Transferencias celulares

Células procedentes de órganos de ratones donantes fueron suspendidas, lavadas e inyectadas por vía intravenosa en la cola de ratones receptores (NOD/SCID) (The Jackson Laboratory) de 4-6 meses de edad. Los ratones se monitorizaron una vez a la semana y fueron sacrificados para estudios histopatológicos y recogida de tejidos para análisis de ADN cuando se encontraban moribundos.

Ejemplo 1

Generación de ratones transgénicos

1.1 Generación de ratones transgénicos Sca-1+BCR-ABL^p210

Para examinar las consecuencias directas de la expresión del producto del gen BCR-ABL^p210 (fusión génica que se produce como consecuencia de la t(9;22)(q34;q11) y se asocia a leucemia mieloide crónica) in vivo el ADNc de la proteína quimérica humana BCR-ABL^p210 se clonó bajo el control del promotor pLy-6E.1 de ratón y se inyectó en oocitos fecundados de ratones C57BL/6J x CBA siguiendo el procedimiento previamente descrito en el apartado relativo a los "Métodos". Se obtuvieron 2 ratones fundadores transgénicos (Sca-1+BCR-ABL^p210) que demostraron su capacidad de transmitir el transgén por la línea de células germinales. La expresión del transgén se observó en ambas líneas y la progenie se multiplicó hasta el nivel F7 (Generación 7). La expresión del transgén se demostró mediante PCR y/o análisis Western blot. Ambas líneas celulares mostraron una expresión preferencial en células Sca-1⁺. La expresión del transgén se detectó tanto en ratones macho como en ratones hembra, encontrándose hallazgos similares en ambas líneas de los ratones transgénicos Sca-1+BCR-ABL^p210.

1.2 Generación de otros ratones transgénicos

Para examinar las consecuencias directas de la expresión de los productos de los genes BCR-ABL^p190 humano, Slug murino, Snail murino, HOX11 humano, RHOM2/LMO-2 humano y TAL1 murino in vivo los ADNc correspondientes se clonaron bajo el control del promotor pLy-6E.1 de ratón y las construcciones resultantes, previamente linearizadas, se inyectaron en oocitos fecundados de ratones C57BL/6J x CBA siguiendo el procedimiento previamente descrito en el apartado relativo a los "Métodos". Se obtuvieron 2 fundadores transgénicos por cada construcción que demostraron su capacidad de transmitir el transgén por la línea de células germinales. Procediendo de esta manera se obtuvieron los ratones transgénicos identificados como:

Sca-1+BCR-ABL^p190(desarrollan leucemia lin-foblástica aguda de estirpe B) [véase la Figura 3];

Sca-1+Slug (producen migración de células stem hematopoyéticas pero no leucemias);

Sca-1+Snail (producen migración de células stem embrionarias pero no leucemias);

Sca-1+HOX11 (desarrollan leucemias linfoblásticas agudas de estirpe T);

Sca-1+RHOM2/LMO-2(desarrollan leucemias linfoblásticas agudas de estirpe T); y

Sca-1+TAL1 (desarrollan leucemias linfoblásticas agudas de estirpe T).
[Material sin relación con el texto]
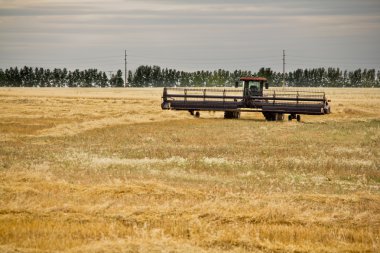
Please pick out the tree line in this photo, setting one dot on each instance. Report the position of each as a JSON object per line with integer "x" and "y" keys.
{"x": 155, "y": 76}
{"x": 317, "y": 77}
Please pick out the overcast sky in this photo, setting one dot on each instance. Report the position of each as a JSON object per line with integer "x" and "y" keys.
{"x": 190, "y": 34}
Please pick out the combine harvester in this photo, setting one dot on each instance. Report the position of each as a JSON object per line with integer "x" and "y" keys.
{"x": 252, "y": 98}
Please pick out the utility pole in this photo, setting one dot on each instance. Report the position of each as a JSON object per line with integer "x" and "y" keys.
{"x": 283, "y": 69}
{"x": 125, "y": 68}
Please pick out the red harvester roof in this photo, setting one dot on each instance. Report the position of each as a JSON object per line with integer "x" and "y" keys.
{"x": 251, "y": 78}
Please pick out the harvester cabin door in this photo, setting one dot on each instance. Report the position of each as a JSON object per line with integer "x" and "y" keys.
{"x": 253, "y": 88}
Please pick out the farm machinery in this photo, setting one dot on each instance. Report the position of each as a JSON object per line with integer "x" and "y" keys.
{"x": 248, "y": 95}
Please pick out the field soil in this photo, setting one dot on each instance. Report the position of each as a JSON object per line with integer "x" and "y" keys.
{"x": 106, "y": 170}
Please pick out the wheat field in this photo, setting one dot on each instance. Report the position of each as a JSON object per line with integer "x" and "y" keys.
{"x": 106, "y": 170}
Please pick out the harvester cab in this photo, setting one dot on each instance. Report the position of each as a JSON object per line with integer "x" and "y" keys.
{"x": 253, "y": 86}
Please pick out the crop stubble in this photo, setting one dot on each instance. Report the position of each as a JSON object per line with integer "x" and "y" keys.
{"x": 94, "y": 170}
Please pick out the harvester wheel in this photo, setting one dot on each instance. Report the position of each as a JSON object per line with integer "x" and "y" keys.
{"x": 279, "y": 116}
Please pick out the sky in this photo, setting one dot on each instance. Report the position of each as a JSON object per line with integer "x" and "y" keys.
{"x": 190, "y": 35}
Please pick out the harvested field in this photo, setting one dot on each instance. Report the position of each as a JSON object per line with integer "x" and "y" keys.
{"x": 106, "y": 170}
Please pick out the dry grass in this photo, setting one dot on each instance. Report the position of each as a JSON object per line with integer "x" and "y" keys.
{"x": 105, "y": 170}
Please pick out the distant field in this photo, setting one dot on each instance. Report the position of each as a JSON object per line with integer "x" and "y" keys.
{"x": 106, "y": 170}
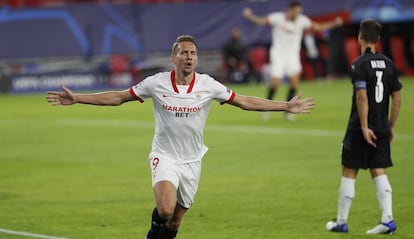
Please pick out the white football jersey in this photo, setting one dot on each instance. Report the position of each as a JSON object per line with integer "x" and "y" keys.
{"x": 286, "y": 34}
{"x": 180, "y": 113}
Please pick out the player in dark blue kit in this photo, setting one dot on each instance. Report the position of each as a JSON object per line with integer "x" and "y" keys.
{"x": 370, "y": 129}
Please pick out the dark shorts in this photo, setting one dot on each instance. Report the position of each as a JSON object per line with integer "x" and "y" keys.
{"x": 356, "y": 153}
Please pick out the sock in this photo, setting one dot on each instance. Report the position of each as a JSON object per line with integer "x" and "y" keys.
{"x": 291, "y": 94}
{"x": 346, "y": 196}
{"x": 168, "y": 233}
{"x": 384, "y": 195}
{"x": 157, "y": 225}
{"x": 271, "y": 93}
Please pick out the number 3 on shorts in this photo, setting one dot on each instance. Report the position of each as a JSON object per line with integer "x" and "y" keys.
{"x": 379, "y": 87}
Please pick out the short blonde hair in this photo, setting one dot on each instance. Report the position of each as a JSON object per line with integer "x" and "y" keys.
{"x": 182, "y": 38}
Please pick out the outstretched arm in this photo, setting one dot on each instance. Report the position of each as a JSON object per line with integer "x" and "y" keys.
{"x": 67, "y": 97}
{"x": 320, "y": 27}
{"x": 249, "y": 15}
{"x": 295, "y": 105}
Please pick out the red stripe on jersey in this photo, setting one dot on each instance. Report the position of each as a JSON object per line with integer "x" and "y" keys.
{"x": 190, "y": 88}
{"x": 174, "y": 83}
{"x": 131, "y": 91}
{"x": 230, "y": 99}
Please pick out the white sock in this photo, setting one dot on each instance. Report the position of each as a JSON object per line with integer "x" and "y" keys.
{"x": 384, "y": 195}
{"x": 346, "y": 196}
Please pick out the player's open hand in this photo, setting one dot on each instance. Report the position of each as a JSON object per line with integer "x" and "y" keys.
{"x": 65, "y": 97}
{"x": 369, "y": 136}
{"x": 247, "y": 12}
{"x": 300, "y": 106}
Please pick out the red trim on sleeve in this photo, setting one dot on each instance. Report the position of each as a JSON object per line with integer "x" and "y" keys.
{"x": 173, "y": 83}
{"x": 190, "y": 87}
{"x": 131, "y": 91}
{"x": 230, "y": 99}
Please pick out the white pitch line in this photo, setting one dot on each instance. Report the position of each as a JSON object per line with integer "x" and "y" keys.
{"x": 28, "y": 234}
{"x": 222, "y": 128}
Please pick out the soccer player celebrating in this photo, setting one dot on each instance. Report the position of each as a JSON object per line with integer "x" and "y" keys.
{"x": 287, "y": 31}
{"x": 181, "y": 102}
{"x": 370, "y": 130}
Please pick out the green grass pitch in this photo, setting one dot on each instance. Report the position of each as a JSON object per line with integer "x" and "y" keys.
{"x": 81, "y": 172}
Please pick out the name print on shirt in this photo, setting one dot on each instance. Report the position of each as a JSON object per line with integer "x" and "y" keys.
{"x": 182, "y": 112}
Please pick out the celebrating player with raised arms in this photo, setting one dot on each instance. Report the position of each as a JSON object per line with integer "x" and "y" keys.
{"x": 181, "y": 101}
{"x": 287, "y": 31}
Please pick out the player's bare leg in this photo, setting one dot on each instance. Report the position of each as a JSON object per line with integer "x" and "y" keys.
{"x": 173, "y": 224}
{"x": 165, "y": 199}
{"x": 293, "y": 85}
{"x": 274, "y": 84}
{"x": 345, "y": 198}
{"x": 384, "y": 196}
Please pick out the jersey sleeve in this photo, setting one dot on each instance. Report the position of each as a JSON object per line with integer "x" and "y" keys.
{"x": 358, "y": 79}
{"x": 220, "y": 92}
{"x": 306, "y": 22}
{"x": 142, "y": 90}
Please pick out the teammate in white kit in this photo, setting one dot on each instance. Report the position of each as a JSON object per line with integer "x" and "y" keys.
{"x": 287, "y": 31}
{"x": 181, "y": 101}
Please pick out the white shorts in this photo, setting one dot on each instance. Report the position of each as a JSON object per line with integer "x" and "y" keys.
{"x": 284, "y": 65}
{"x": 185, "y": 177}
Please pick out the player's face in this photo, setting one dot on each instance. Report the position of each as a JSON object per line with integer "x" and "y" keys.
{"x": 295, "y": 11}
{"x": 185, "y": 59}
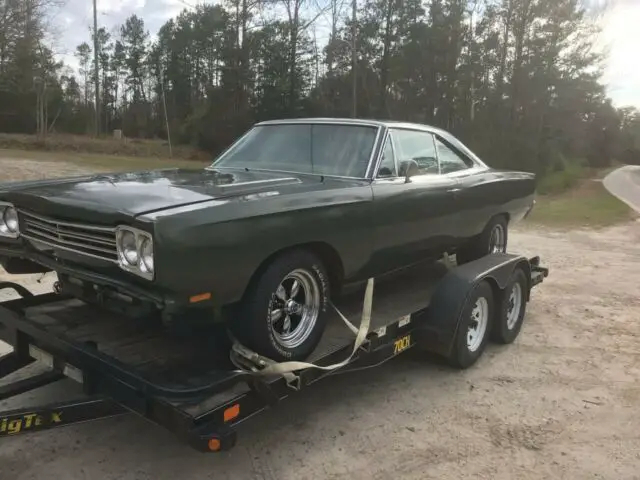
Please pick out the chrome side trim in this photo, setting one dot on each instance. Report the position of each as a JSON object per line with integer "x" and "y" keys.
{"x": 257, "y": 182}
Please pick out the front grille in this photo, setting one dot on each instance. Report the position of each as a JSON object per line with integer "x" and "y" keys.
{"x": 91, "y": 240}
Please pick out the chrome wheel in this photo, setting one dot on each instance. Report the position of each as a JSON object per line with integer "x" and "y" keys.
{"x": 497, "y": 241}
{"x": 515, "y": 304}
{"x": 295, "y": 308}
{"x": 478, "y": 325}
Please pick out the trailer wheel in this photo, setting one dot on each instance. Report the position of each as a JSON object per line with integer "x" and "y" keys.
{"x": 512, "y": 309}
{"x": 474, "y": 327}
{"x": 284, "y": 312}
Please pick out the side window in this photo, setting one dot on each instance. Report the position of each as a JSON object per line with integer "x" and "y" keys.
{"x": 388, "y": 162}
{"x": 417, "y": 146}
{"x": 450, "y": 161}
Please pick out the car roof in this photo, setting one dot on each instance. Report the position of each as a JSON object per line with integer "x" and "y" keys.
{"x": 352, "y": 121}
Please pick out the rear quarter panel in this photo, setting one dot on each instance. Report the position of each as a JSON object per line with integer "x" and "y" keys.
{"x": 491, "y": 192}
{"x": 217, "y": 246}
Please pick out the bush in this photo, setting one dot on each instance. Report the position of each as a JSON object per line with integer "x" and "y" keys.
{"x": 562, "y": 175}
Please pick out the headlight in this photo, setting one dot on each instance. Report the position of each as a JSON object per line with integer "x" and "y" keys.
{"x": 9, "y": 226}
{"x": 146, "y": 255}
{"x": 135, "y": 251}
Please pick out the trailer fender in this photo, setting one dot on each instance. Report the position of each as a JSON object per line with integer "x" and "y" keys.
{"x": 440, "y": 320}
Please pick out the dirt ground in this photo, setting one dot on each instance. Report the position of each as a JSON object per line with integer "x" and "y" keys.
{"x": 562, "y": 402}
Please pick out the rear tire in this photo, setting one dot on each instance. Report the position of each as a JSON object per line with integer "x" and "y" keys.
{"x": 284, "y": 312}
{"x": 493, "y": 239}
{"x": 512, "y": 309}
{"x": 474, "y": 327}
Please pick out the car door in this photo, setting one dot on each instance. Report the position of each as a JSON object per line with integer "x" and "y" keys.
{"x": 474, "y": 202}
{"x": 413, "y": 220}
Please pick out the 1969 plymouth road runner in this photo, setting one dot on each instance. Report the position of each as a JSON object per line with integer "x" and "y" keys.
{"x": 286, "y": 217}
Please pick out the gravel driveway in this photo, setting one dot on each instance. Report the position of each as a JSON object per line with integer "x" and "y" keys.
{"x": 624, "y": 183}
{"x": 562, "y": 402}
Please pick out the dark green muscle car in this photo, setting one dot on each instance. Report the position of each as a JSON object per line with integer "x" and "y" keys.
{"x": 286, "y": 217}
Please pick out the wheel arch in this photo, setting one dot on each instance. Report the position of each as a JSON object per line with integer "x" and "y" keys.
{"x": 327, "y": 253}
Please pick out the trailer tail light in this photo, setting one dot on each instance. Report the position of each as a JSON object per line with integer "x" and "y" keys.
{"x": 231, "y": 412}
{"x": 200, "y": 298}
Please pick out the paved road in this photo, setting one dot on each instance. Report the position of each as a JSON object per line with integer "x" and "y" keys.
{"x": 624, "y": 183}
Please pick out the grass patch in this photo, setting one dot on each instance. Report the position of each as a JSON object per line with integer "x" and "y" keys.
{"x": 588, "y": 204}
{"x": 126, "y": 147}
{"x": 103, "y": 162}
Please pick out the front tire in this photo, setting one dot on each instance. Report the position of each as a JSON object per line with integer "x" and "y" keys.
{"x": 284, "y": 312}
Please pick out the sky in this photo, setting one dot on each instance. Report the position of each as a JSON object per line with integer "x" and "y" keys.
{"x": 620, "y": 37}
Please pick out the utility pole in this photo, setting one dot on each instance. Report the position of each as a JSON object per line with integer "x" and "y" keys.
{"x": 97, "y": 71}
{"x": 354, "y": 58}
{"x": 166, "y": 115}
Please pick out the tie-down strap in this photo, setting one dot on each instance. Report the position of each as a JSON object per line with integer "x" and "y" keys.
{"x": 251, "y": 362}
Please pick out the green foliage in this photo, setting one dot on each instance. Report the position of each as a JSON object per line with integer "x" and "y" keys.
{"x": 562, "y": 175}
{"x": 515, "y": 79}
{"x": 587, "y": 205}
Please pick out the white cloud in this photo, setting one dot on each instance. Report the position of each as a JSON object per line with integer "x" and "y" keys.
{"x": 621, "y": 36}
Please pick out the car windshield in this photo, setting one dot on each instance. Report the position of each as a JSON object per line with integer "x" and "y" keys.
{"x": 323, "y": 149}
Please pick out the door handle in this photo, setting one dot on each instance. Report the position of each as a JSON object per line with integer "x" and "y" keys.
{"x": 454, "y": 192}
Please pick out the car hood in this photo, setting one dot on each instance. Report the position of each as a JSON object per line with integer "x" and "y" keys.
{"x": 133, "y": 194}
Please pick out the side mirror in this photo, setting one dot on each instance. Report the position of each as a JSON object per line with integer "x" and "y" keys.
{"x": 409, "y": 168}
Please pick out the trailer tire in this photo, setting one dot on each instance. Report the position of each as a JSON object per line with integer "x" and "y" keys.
{"x": 512, "y": 309}
{"x": 469, "y": 343}
{"x": 262, "y": 323}
{"x": 493, "y": 239}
En todos los casos la expresión del transgén se observó en ambas líneas y la progenie se multiplicó hasta el nivel F7 (Generación 7). La expresión del transgén se demostró mediante PCR y/o análisis Western blot. Ambas líneas celulares mostraron una expresión preferencial en células Sca-1⁺. La expresión del transgén se detectó tanto en ratones macho como en ratones hembra, encontrándose hallazgos similares en ambas líneas de los ratones transgénicos.

Ejemplo 2

Producción de leucemias en ratones transgénicos

Aunque en patología humana los productos quiméricos de los genes BCR-ABL^p210, BCR-ABL^p190, Sca-1+HOX11, Sca-1+RHOM2/LMO-2 y Sca-1+TAL1, están asociados con distintos tipos de leucemia, concretamente, leucemia mieloida crónica (BCR-ABL^p210), leucemia linfoblástica aguda de estirpe B (BCR-ABL^p190) y leucemias linfoblásticas agudas de estirpe T (HOX11, RHOM2/LMO-2 y TAL1), los modelos murinos actuales para dichas leucemias han fracasado a la hora de reproducir de forma consistente dichas patologías [Annu. Rev. Genetics (1997) 31:429-453; Current Genomics (2000), 1:71-80] debido a la dificultad de elegir un promotor para manipular la expresión en el tipo celular apropiado.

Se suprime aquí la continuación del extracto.